Basically, we need to pass variable name and the length of this name:

(gdb) set $uvar=(user_var_entry *)(my_hash_search(&(do_command::thd->user_vars), "e", strlen("e")))
[Thread 0x7fc5995b4700 (LWP 2848) exited]
(gdb) p *$uvar
$1 = {static extra_size = 8, m_ptr = 0x7fc5b23b41c0 "\002", m_length = 64,
  m_type = DECIMAL_RESULT, m_owner = 0x7fc59accc000, m_catalog = {
    str = 0x7665602e60616d65 <Address 0x7665602e60616d65 out of bounds>,
    length = 7593481698565975653}, entry_name = {m_str = 0x7fc59adf9330 "e",
    m_length = 1}, collation = {collation = 0x1ded740,
    derivation = DERIVATION_IMPLICIT, repertoire = 3}, update_query_id = 444,
  used_query_id = 444, unsigned_flag = false}

...
(gdb) p *((my_decimal *)$uvar->m_ptr)
$4 = {<st_decimal_t> = {intg = 2, frac = 1, len = 9, sign = 0 '\000',
    buf = 0x7fc5b23b41d8}, buffer = {10, 500000000, 0, 0, 0, 0, 257, 0,
    -1697445128}}

I highlighted some parts that eventually should help to pretty print decimal values.
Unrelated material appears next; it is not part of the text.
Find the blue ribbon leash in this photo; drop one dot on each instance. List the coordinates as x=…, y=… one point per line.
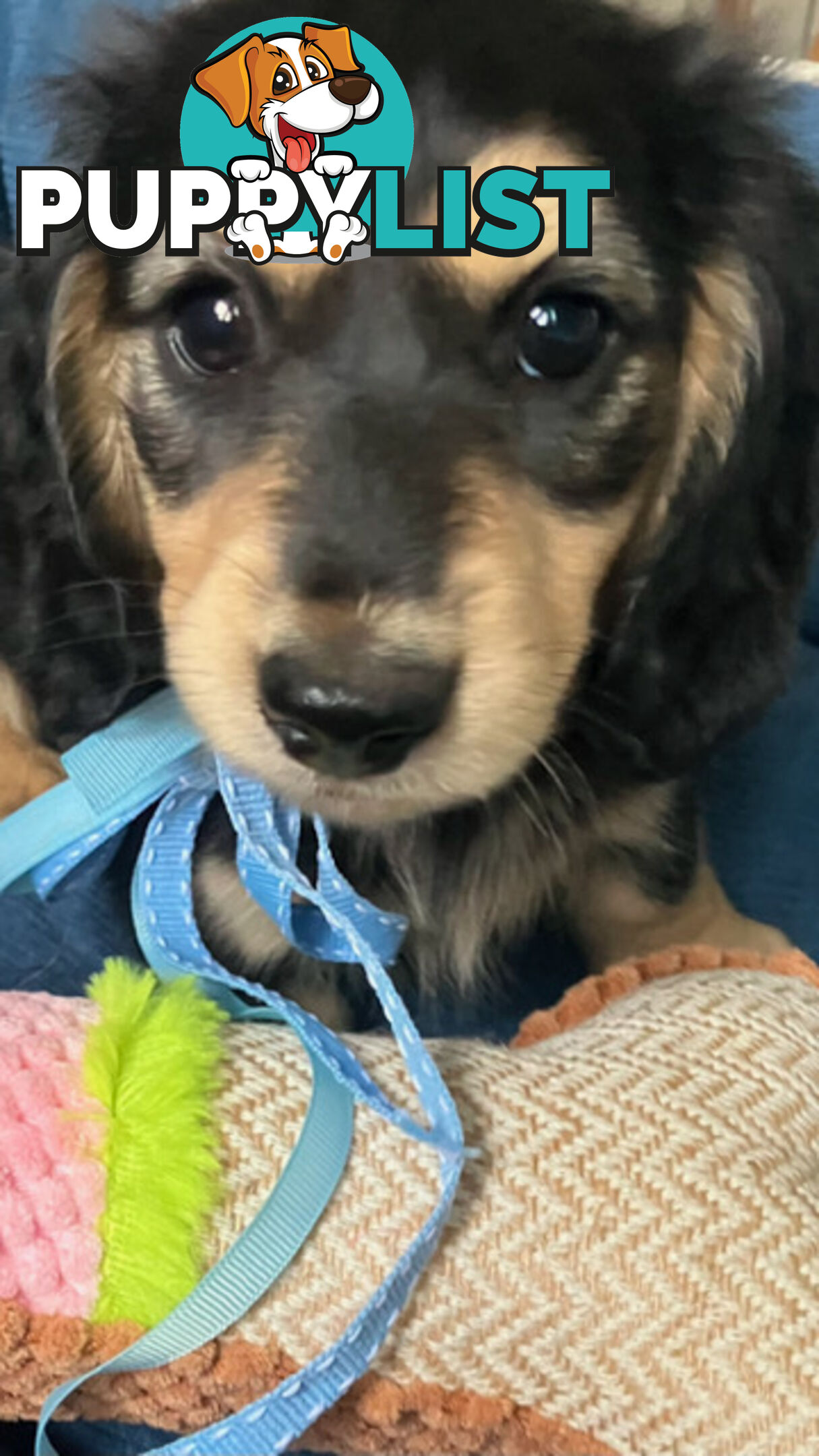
x=155, y=756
With just strings it's also not that trivial:

...
$5 = {static extra_size = 8, m_ptr = 0x7fc59adf9148 "aaa", m_length = 3,
  m_type = STRING_RESULT, m_owner = 0x7fc59accc000, m_catalog = {
    str = 0x41272c275441434e <Address 0x41272c275441434e out of bounds>,
    length = 6075168230325441358}, entry_name = {m_str = 0x7fc59adf9150 "a",
    m_length = 1}, collation = {collation = 0x1ded740,
    derivation = DERIVATION_IMPLICIT, repertoire = 3}, update_query_id = 430,
  used_query_id = 426, unsigned_flag = false}
(gdb) p *$uvar->m_ptr
$6 = 97 'a'

We can not simply print the pointer in a hope, as this is not a null-terminated string.

I am too tired to create a useful summary right now, but you can see that essentially it's easy (even if not trivial) to get all the details about the user variables defined in any session with gdb, both from working process or from core dump. Enjoy!